Visions de l’ours
Chez les Amérindiens, dans la relation rituelle entre le monde humain et le monde animal, l’ours jouait un rôle capital. L’ours était en effet l’animal qui jouissait de la plus grande considération chez les Indiens. Voyant en lui la force, le courage, l’énergie et la rage, les guerriers l’imitaient dans les comportement et leur mode vestimentaire, pour assimiler son essence. Certains guerriers assiniboins, par exemple, se rasaient le crâne au milieu et enroulaient leur cheveux sur les côtés de manière à former deux nœuds qui ressemblaient à des oreilles d’ours; ils portaient un collier de griffes d’ours et une tunique en peau d’ours. À la guerre, ils se peignaient en outre le visage en dessinant deux cercles noirs autour des yeux, et se munissaient d’une arme spéciale, le fameux « couteau de l’ours ». Ces guerriers étaient réputés pour leur courage et leur férocité. Quand ils attaquaient leur ennemis, ils poussaient un cri imitant celui de l’ours en furie.

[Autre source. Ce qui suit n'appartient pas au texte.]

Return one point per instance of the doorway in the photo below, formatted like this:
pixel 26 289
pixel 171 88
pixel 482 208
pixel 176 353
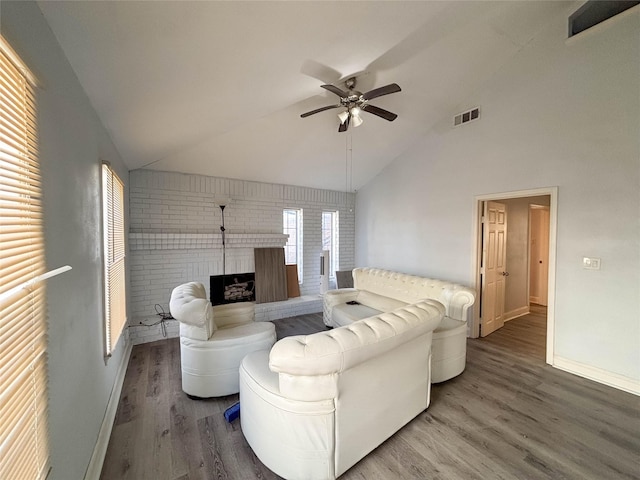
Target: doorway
pixel 521 252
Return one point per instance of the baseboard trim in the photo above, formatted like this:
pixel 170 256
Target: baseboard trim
pixel 614 380
pixel 100 450
pixel 518 312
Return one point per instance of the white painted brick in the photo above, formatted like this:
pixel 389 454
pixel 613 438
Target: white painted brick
pixel 175 236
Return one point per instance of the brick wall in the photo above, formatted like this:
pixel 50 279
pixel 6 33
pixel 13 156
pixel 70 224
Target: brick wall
pixel 175 231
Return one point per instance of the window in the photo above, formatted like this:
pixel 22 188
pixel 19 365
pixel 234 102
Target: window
pixel 114 253
pixel 292 226
pixel 330 239
pixel 24 448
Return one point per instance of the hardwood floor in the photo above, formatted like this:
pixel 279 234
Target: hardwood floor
pixel 508 416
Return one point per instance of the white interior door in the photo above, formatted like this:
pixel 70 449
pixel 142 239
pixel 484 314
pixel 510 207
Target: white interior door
pixel 493 269
pixel 539 254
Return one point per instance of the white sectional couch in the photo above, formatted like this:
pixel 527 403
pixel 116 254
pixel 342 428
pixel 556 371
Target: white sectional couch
pixel 317 404
pixel 376 290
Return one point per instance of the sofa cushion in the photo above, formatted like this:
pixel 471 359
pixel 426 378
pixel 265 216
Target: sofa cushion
pixel 379 302
pixel 344 314
pixel 190 306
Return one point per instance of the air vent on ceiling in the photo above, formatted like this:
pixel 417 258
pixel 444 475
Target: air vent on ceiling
pixel 596 11
pixel 467 116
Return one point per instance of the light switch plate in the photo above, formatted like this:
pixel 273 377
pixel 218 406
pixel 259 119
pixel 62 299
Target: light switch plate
pixel 591 263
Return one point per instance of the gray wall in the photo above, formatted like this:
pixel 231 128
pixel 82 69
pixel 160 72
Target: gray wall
pixel 559 113
pixel 72 144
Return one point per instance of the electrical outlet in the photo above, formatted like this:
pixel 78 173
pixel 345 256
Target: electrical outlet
pixel 591 263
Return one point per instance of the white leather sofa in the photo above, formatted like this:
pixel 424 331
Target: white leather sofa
pixel 376 290
pixel 214 340
pixel 317 404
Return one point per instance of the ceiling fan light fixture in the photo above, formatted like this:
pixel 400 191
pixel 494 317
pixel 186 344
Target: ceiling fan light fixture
pixel 355 119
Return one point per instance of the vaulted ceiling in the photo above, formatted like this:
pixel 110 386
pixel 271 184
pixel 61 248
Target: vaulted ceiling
pixel 217 88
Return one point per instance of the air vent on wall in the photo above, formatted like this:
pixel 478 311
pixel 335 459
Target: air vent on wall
pixel 467 116
pixel 596 11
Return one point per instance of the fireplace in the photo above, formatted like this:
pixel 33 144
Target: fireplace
pixel 232 288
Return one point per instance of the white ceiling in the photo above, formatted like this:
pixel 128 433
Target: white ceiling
pixel 217 88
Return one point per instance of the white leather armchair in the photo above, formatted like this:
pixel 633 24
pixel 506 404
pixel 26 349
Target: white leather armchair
pixel 316 404
pixel 214 340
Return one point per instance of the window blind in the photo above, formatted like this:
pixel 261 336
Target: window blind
pixel 24 451
pixel 115 299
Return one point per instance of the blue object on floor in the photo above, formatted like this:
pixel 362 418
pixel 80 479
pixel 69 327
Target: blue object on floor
pixel 232 412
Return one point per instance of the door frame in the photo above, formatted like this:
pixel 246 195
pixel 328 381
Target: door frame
pixel 477 256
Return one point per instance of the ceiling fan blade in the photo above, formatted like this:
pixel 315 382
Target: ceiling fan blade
pixel 344 126
pixel 380 112
pixel 336 90
pixel 378 92
pixel 318 110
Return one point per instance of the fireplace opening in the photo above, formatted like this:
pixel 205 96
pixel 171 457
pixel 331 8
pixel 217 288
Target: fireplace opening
pixel 232 288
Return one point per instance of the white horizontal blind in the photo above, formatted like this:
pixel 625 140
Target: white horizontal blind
pixel 24 450
pixel 115 297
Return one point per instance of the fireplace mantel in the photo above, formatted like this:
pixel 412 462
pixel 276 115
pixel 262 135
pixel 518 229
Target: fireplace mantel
pixel 184 241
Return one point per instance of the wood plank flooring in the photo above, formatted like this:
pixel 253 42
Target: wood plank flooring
pixel 508 416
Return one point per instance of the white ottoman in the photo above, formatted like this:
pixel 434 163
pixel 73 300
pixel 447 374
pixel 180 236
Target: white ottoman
pixel 448 350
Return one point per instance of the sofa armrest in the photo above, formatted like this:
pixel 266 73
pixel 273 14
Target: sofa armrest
pixel 336 297
pixel 233 314
pixel 459 300
pixel 301 360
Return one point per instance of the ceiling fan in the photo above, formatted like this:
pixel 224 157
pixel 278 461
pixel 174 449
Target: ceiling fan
pixel 356 102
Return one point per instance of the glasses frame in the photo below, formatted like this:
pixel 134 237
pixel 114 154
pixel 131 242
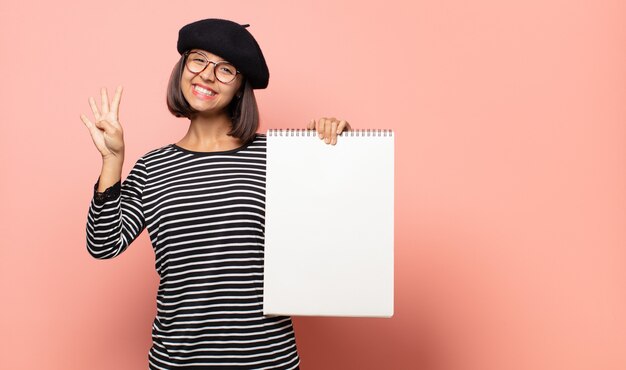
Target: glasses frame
pixel 215 64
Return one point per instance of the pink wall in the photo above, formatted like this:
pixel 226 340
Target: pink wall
pixel 511 193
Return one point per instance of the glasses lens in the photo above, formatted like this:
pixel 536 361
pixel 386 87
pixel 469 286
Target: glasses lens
pixel 196 62
pixel 225 72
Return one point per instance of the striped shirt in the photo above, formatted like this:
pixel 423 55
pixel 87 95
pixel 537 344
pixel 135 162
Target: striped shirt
pixel 205 214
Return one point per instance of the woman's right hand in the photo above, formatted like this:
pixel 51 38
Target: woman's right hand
pixel 106 133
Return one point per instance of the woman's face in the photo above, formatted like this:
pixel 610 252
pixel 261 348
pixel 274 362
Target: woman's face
pixel 199 99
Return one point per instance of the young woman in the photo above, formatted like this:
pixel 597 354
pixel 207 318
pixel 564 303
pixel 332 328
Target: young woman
pixel 202 200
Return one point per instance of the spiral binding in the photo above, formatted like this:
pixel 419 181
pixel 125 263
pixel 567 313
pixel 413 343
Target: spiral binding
pixel 307 132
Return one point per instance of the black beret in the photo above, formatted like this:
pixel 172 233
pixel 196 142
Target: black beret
pixel 229 40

La vision de l’ours a été décrite en détail par George Sword, un chaman lakota. Le visionnaire se trouve devant une gigantesque tente, qui se dresse « jusqu’aux nuages ». À l’intérieur, des hommes au corps peint en rouge lui montrent un homme blessé, lui offrent des médicaments et lui indiquent comment les utiliser pour guérir le malade. Le visionnaire installe alors une tente semblable à celle de la vision, se peint le corps en rouge et se vêt d’une peau d’ours. Il entonne ensuite des chants qui relatent l’expérience de la vision et, tout en chantant, le visionnaire est possédé par l’esprit de l’ours : il grince des crocs saillants comme ceux d’une bête féroce et commence à gronder comme un ours en furie; il se lance à la poursuite des présents, s’arrêtant par moments pour creuser le sol et extraire des racines de navet sauvage. Puis il se calme et rentre dans la tente, où on lui donne à fumer la pipe sacrée, et le rite se termine ainsi.
Dans la vision et dans le rite, homme et animal s’identifient : ils deviennent les manifestations d’une seule et même force mystérieuse et s’unissent à un niveau de réalité qui n’est pas accessible à la perception normale. Pour les Amérindiens, néanmoins, l’ours est non seulement l’expression d’une férocité sauvage et d’une rage furieuse, mais aussi le gardien d’une sagesse spécifique : c’est en effet le seul animal qui connaisse parfaitement les vertus thérapeutiques des plantes et des herbes. Les Lakotas pensent que quand un homme rêve de l’ours, il acquerra la maîtrise totale de l’utilisation des plantes pour soigner les maladies.
Joseph E. Brown résume ainsi la vision de l’ours selon les Lakotas :
La nature globale de l’ours semble se composer de qualités contraires ou variables, comme en témoigne son caractère agressif opposé à son état passif et inactif au cours de la léthargie. L’habitude qu’il a de se dresser sur ses pattes arrière a confirmé les croyances dans la réalité de la métamorphose. Face à un ours, l’Indien ne put pas avoir la certitude qu’il s’agit d’un homme sous une forme animale, ou vice versa. On ne s’étonnera donc pas de savoir que l’âme de l’ours est elle aussi considérée comme quelques chose de spécial par rapport aux autres animaux.